Column#

class pylibcudf.column.Column(DataType data_type, size_type size, gpumemoryview data, gpumemoryview mask, size_type null_count, size_type offset, list children)#

A container of nullable device data as a column of elements.

This class is an implementation of Arrow columnar data specification for data stored on GPUs. It relies on Python memoryview-like semantics to maintain shared ownership of the data it is constructed with, so any input data may also be co-owned by other data structures. The Column is designed to be operated on using algorithms backed by libcudf.

Parameters:
data_typeDataType

The type of data in the column.

sizesize_type

The number of rows in the column.

datagpumemoryview

The data the column will refer to.

maskgpumemoryview

The null mask for the column.

null_countint

The number of null rows in the column.

offsetint

The offset into the data buffer where the column’s data begins.

childrenlist

The children of this column if it is a compound column type.

Methods

all_null_like(Column like, size_type size)

Create an all null column from a template.

child(self, size_type index)

Get a child column of this column.

children(self)

The children of the column.

copy(self)

Create a copy of the column.

data(self)

The data buffer of the column.

device_buffer_size(self)

The total size of the device buffers used by the Column.

from_array(cls, obj)

Create a Column from any object which supports the NumPy or CUDA array interface.

from_array_interface(cls, obj)

Create a Column from an object implementing the NumPy Array Interface.

from_arrow(obj, DataType dtype)

Create a Column from an Arrow-like object using the Arrow C Data Interface.

from_cuda_array_interface(cls, obj)

Create a Column from an object implementing the CUDA Array Interface.

from_iterable_of_py(obj, DataType dtype)

Create a Column from a Python iterable of scalar values or nested iterables.

from_rmm_buffer(DeviceBuffer buff, ...)

Create a Column from an RMM DeviceBuffer.

from_scalar(Scalar slr, size_type size)

Create a Column from a Scalar.

list_view(self)

Accessor for methods of a Column that are specific to lists.

null_count(self)

The number of null elements in the column.

null_mask(self)

The null mask of the column.

num_children(self)

The number of children of this column.

offset(self)

The offset of the column.

size(self)

The number of elements in the column.

struct_from_children(cls, children)

Create a struct Column from a list of child columns.

to_scalar(self)

Return the first value of 1-element column as a Scalar.

type(self)

The type of data in the column.

with_mask(self, gpumemoryview mask, ...)

Augment this column with a new null mask.

static all_null_like(Column like, size_type size)#

Create an all null column from a template.

Parameters:
likeColumn

Column whose type we should mimic

sizeint

Number of rows in the resulting column.

Returns:
Column

An all-null column of size rows and type matching like.
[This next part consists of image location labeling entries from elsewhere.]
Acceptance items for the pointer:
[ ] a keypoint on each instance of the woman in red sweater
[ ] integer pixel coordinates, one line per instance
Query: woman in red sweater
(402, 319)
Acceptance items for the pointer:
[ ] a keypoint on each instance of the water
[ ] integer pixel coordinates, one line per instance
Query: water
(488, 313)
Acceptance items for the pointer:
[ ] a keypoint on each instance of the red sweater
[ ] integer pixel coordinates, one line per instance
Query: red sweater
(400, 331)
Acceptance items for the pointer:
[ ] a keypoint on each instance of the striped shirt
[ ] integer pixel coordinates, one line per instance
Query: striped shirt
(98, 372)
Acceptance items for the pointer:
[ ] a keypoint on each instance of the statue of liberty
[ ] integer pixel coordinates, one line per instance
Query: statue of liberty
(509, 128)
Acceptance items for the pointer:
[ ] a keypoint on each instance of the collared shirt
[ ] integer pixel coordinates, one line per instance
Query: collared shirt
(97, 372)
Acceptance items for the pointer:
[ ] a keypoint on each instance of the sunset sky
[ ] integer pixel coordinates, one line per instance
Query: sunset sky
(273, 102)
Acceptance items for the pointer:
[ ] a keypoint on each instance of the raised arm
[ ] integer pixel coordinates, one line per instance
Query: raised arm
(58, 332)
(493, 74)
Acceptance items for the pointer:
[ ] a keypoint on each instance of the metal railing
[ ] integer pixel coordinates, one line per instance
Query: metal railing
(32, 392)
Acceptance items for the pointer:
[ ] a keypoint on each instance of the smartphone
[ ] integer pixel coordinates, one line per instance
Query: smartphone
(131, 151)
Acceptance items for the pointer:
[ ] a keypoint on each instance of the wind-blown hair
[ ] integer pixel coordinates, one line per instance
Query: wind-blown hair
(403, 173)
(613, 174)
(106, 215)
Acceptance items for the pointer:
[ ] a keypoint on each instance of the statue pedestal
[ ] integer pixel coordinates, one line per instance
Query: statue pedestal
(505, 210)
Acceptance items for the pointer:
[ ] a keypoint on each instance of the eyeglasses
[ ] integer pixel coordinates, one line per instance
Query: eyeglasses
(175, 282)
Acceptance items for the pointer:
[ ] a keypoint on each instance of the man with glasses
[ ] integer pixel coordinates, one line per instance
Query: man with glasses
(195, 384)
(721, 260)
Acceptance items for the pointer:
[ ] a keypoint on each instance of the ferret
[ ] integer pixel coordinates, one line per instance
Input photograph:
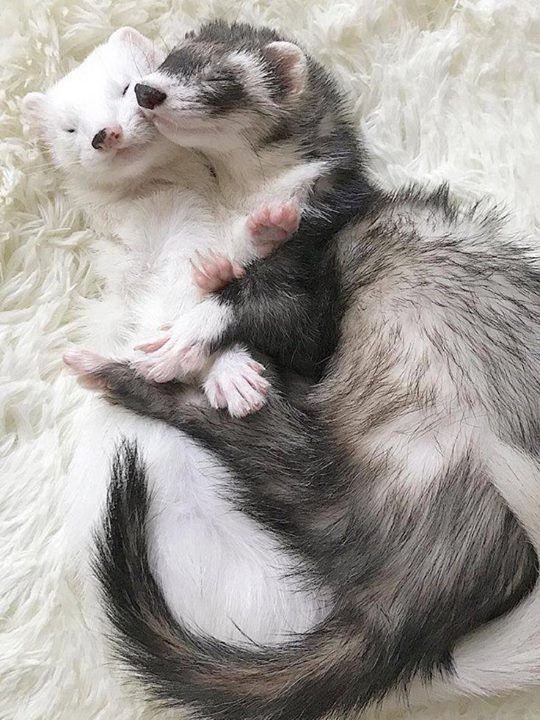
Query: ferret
(397, 481)
(160, 204)
(408, 480)
(276, 129)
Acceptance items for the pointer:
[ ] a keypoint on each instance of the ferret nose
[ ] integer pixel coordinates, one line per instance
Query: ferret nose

child(self, size_type index) Column#

Get a child column of this column.

Parameters:
indexsize_type

The index of the child column to get.

Returns:
Column

The child column.

children(self) list#

The children of the column.

copy(self) Column#

Create a copy of the column.

data(self) gpumemoryview#

The data buffer of the column.

device_buffer_size(self) uint64_t#

The total size of the device buffers used by the Column.

Returns:
Number of bytes.

Notes

Since Columns rely on Python memoryview-like semantics to maintain shared ownership of the data, the device buffers underlying this column might be shared between other data structures including other columns.

classmethod from_array(cls, obj)#

Create a Column from any object which supports the NumPy or CUDA array interface.

Parameters:
objobject

The input array to be converted into a pylibcudf.Column.

Returns:
Column
Raises:
TypeError

If the input does not implement a supported array interface.

Notes

  • Only C-contiguous host and device ndarrays are supported. For device arrays, the data is not copied.

Examples

>>> import pylibcudf as plc
>>> import cupy as cp
>>> cp_arr = cp.array([[1,2],[3,4]])
>>> col = plc.Column.from_array(cp_arr)
classmethod from_array_interface(cls, obj)#

Create a Column from an object implementing the NumPy Array Interface.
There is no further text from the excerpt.